Zu meiner großen Verwunderung hat er sein Handy vorm Betreten des Gebäudes ausgeschaltet. So richtig aus, nicht nur lautlos! Er wollte tatsächlich mehrere Stunden nicht erreichbar sein! Das habe ich bisher nur erlebt, wenn die Donnerdrummels eine Bühne betreten.
Jetzt schaltet er es wieder ein, und als hätte die Außenwelt darauf gewartet, geht sofort das Gebimmel los. „Kusturica“, meldet er sich. Ins Gerät spricht er serbisch, zu uns: „Ich komme gleich wieder“ und will raus gehen, hält aber nach zwei Schritten schon an und kehrt zurück. „Für dich, Jeremy. Sloba.“
Ich übernehme das Telefon. „Guten Mittag, mein liebes Slobientje“, begrüße ich sie.
„Đero“, dehnt sie meinen Namen und ich höre, dass sie weint. Alannah fängt ein Gespräch über die beim Telefonat verwendeten Sprachen an.(316)
„Warte bitte kurz, ich geh mal nach draußen, hier ist es zu laut.“
„Wo bist du denn?“
„Wir waren im Gottesdienst, das hatte ich dir doch gesagt. Warum weinst du, Sloba?“
„Liebst du mich eigentlich?“
„Sloba, was soll denn diese Frage? Natürlich hab ich dich lieb.“
„Warum hast du dann immer noch nicht mit mir geschlafen?“
„Müssen wir das jetzt diskutieren? Außerdem, kann es sein, dass du einen Kater hast?“
Sie schluchzt herzerweichend. „Du nimmst mich nicht ernst, Đerominko! Genau wie Bernd, ihr denkt alle, ich wäre ein kleines Mädchen, das man nicht ernst nehmen muss!“
„Sloba, das ist doch gar nicht wahr.“ (Doch. Du benimmst dich nämlich gerade so.)
„Kannst du herkommen?“
„Nein, das geht leider nicht, wir haben eben eine Einladung bekommen zu Leuten, die auch in diese Kirche gehen. Gleich am ersten Tag, stell dir das vor.“
„Du kennst die also gar nicht?“
„Nein.
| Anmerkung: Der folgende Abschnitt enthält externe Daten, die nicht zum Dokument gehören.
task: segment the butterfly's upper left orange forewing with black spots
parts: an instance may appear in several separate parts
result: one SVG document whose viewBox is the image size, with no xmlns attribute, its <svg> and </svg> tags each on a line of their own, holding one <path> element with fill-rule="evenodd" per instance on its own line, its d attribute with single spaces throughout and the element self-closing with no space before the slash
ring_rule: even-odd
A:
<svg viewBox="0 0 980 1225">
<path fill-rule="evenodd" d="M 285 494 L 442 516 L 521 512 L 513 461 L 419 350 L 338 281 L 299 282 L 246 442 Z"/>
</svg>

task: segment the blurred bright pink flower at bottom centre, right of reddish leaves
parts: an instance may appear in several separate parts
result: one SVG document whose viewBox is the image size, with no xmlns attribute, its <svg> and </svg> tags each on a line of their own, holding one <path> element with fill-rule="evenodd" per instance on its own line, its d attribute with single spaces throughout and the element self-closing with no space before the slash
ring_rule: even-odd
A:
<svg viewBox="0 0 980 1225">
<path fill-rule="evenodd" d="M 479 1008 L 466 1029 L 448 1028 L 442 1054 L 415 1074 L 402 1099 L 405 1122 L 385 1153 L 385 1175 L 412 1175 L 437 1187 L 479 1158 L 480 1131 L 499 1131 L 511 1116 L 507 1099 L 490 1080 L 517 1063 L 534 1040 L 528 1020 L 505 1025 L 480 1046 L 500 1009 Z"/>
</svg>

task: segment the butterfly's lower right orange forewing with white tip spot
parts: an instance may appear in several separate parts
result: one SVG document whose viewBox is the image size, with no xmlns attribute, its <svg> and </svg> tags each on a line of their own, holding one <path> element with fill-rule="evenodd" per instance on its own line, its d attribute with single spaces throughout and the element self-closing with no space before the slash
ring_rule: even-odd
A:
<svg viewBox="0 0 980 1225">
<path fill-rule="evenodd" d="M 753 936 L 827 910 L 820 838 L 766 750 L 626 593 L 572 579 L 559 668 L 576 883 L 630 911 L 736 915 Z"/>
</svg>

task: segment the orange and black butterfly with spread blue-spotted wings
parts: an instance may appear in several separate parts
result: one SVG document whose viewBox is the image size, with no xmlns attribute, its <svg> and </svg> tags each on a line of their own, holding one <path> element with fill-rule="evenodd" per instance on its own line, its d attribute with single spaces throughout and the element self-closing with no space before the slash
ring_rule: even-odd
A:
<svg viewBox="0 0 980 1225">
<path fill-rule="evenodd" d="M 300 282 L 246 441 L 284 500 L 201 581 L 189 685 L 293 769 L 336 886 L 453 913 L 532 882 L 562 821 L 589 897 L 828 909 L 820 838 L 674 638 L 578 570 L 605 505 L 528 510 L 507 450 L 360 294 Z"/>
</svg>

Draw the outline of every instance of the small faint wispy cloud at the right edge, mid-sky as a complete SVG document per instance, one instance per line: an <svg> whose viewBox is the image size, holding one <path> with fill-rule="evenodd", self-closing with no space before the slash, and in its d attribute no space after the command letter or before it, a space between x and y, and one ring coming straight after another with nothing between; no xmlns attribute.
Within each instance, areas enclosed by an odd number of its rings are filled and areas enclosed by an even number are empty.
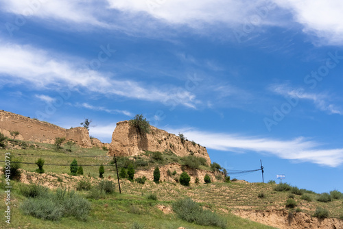
<svg viewBox="0 0 343 229"><path fill-rule="evenodd" d="M341 108L329 102L331 98L327 94L307 93L304 88L292 88L287 84L273 84L270 86L270 90L279 95L283 95L284 97L311 101L314 103L316 108L322 111L327 111L329 114L343 115L343 110Z"/></svg>

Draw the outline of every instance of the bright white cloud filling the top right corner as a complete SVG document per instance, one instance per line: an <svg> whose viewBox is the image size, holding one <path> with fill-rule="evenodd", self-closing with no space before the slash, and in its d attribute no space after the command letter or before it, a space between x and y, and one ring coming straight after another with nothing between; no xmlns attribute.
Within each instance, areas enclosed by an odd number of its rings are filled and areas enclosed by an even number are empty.
<svg viewBox="0 0 343 229"><path fill-rule="evenodd" d="M324 42L342 45L343 1L341 0L274 0L290 10L304 32L324 38Z"/></svg>

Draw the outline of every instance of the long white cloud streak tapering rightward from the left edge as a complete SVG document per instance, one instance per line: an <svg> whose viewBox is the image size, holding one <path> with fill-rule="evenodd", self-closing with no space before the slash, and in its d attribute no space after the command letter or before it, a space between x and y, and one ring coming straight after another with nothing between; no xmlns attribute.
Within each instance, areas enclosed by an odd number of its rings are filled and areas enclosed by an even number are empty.
<svg viewBox="0 0 343 229"><path fill-rule="evenodd" d="M121 80L112 74L82 67L83 60L43 51L27 45L0 45L0 75L12 84L31 83L36 88L60 88L68 85L71 91L84 88L92 93L117 95L130 99L154 101L166 106L196 108L200 101L193 93L170 85L158 88L143 82ZM25 84L27 85L27 84Z"/></svg>

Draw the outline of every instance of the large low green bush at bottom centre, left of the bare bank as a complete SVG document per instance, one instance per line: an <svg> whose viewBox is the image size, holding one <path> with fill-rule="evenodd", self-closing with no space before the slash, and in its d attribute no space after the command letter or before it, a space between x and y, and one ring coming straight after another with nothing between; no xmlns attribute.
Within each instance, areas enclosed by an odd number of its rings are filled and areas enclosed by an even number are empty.
<svg viewBox="0 0 343 229"><path fill-rule="evenodd" d="M194 222L198 225L226 228L226 221L224 219L211 212L211 210L202 209L197 202L193 202L190 198L174 202L172 208L178 217L190 223Z"/></svg>

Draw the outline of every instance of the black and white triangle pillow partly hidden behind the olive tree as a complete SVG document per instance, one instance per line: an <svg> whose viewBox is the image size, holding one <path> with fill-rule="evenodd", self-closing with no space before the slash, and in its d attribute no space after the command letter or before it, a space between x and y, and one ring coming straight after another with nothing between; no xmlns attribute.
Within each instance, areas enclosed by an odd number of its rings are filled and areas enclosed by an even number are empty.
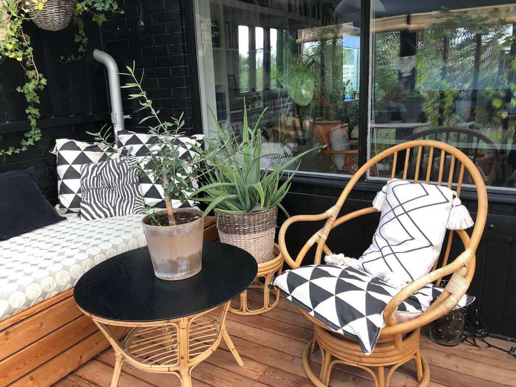
<svg viewBox="0 0 516 387"><path fill-rule="evenodd" d="M149 163L149 154L157 150L157 138L144 133L135 133L126 130L120 130L118 135L118 147L122 150L122 154L136 157L136 161L146 170L146 173L140 174L140 192L143 195L145 205L155 208L165 208L165 195L163 186L159 182L156 175L152 173L150 168L146 168ZM192 145L199 146L200 136L180 136L176 139L175 144L178 146L181 157L193 157L196 151ZM195 187L194 187L195 188ZM184 192L188 196L191 192ZM184 205L192 205L193 201ZM184 206L179 198L172 199L173 207Z"/></svg>

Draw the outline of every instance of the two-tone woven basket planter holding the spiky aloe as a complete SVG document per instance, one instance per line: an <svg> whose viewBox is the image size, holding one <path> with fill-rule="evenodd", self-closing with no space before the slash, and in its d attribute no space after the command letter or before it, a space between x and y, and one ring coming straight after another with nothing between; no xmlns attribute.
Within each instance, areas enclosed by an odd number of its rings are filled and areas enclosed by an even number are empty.
<svg viewBox="0 0 516 387"><path fill-rule="evenodd" d="M222 243L246 250L257 263L273 259L278 207L245 215L215 214Z"/></svg>

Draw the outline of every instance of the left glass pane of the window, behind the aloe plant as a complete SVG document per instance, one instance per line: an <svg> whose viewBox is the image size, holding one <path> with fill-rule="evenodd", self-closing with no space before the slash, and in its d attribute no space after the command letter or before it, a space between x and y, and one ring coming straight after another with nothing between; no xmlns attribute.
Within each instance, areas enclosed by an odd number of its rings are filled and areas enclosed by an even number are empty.
<svg viewBox="0 0 516 387"><path fill-rule="evenodd" d="M201 96L218 121L241 134L244 100L253 124L267 108L263 152L276 155L262 167L322 147L303 158L300 171L356 172L360 2L206 3L196 3ZM204 107L203 119L213 136Z"/></svg>

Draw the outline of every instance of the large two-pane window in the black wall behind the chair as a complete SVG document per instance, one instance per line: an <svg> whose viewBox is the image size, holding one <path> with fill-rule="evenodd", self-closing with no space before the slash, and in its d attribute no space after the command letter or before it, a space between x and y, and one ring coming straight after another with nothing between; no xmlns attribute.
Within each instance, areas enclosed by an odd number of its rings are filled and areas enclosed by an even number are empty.
<svg viewBox="0 0 516 387"><path fill-rule="evenodd" d="M196 0L196 12L204 130L216 134L207 105L236 134L244 101L251 123L267 107L263 149L279 155L264 168L322 146L300 171L350 175L359 152L426 138L469 155L492 189L516 188L516 4ZM385 160L367 178L390 171Z"/></svg>

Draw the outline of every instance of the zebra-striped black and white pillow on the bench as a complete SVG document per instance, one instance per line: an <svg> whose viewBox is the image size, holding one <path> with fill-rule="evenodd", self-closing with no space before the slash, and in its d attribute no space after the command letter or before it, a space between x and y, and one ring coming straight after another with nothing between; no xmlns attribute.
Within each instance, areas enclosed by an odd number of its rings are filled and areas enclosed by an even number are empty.
<svg viewBox="0 0 516 387"><path fill-rule="evenodd" d="M130 158L123 158L83 166L81 218L93 220L144 212L134 163Z"/></svg>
Aber sie sind nett.“
„Nett ist die kleine Schwester von scheiße.“
So langsam vergeht mir die Lust an diesem Gespräch. „Sloba, was willst du?“
„Ich will, dass du mich fickst.“
Mal was ganz Neues! „Und davon abgesehen?“
„Du sollst nicht irgendwelche Leute besuchen, sondern mich.“
„Nein danke. Du stinkst derart nach Alkohol, dass ich es fast durchs Telefon riechen kann. So will ich dich nicht sehen.“
Wieder bricht sie in Tränen aus, und es sind große, dicke Krokodilstränen.
Ich hasse dieses Theater. „Sloba, wenn du sonst nichts mehr sagen willst, leg ich jetzt auf.“ Weil sie nur noch mehr heult, tue ich es und will wieder nach drinnen zu meiner Sonntagseinladung gehen.
Miloš tritt mir mit meiner Jacke entgegen.
Jetzt sehe ich, dass Alannah und Benji auch schon da stehen.
hundertdreiundsiebzigstes Kapitel
Sie wohnen mitten in Hoorn in einer Dachgeschosswohnung. Die Treppen bis dahin sind steil, aber ausnahmsweise bin nicht ich derjenige, der am lautesten schnauft.
„Bist du krank?“, erkundigt Alannah sich bei Miloš und geht absichtlich langsamer.
„Nein, das geht gleich wieder“, keucht er. „Ich hatte neulich einen Schnupfen.“
„Das klingt aber nicht nach einem Schnupfen“, bemerkt sie.
„Ich sagte ja, er ist vorbei.“
Den Rest des Gesprächs höre ich nicht mehr, weil Benji und ich schon oben angekommen sind und die Wohnung betreten.
Im Wohnzimmer steht eine Sofakombination, in der ich mich niederlassen darf. Benji holt Gläser und Getränke und dann sind auch Miloš und Alannah angekommen.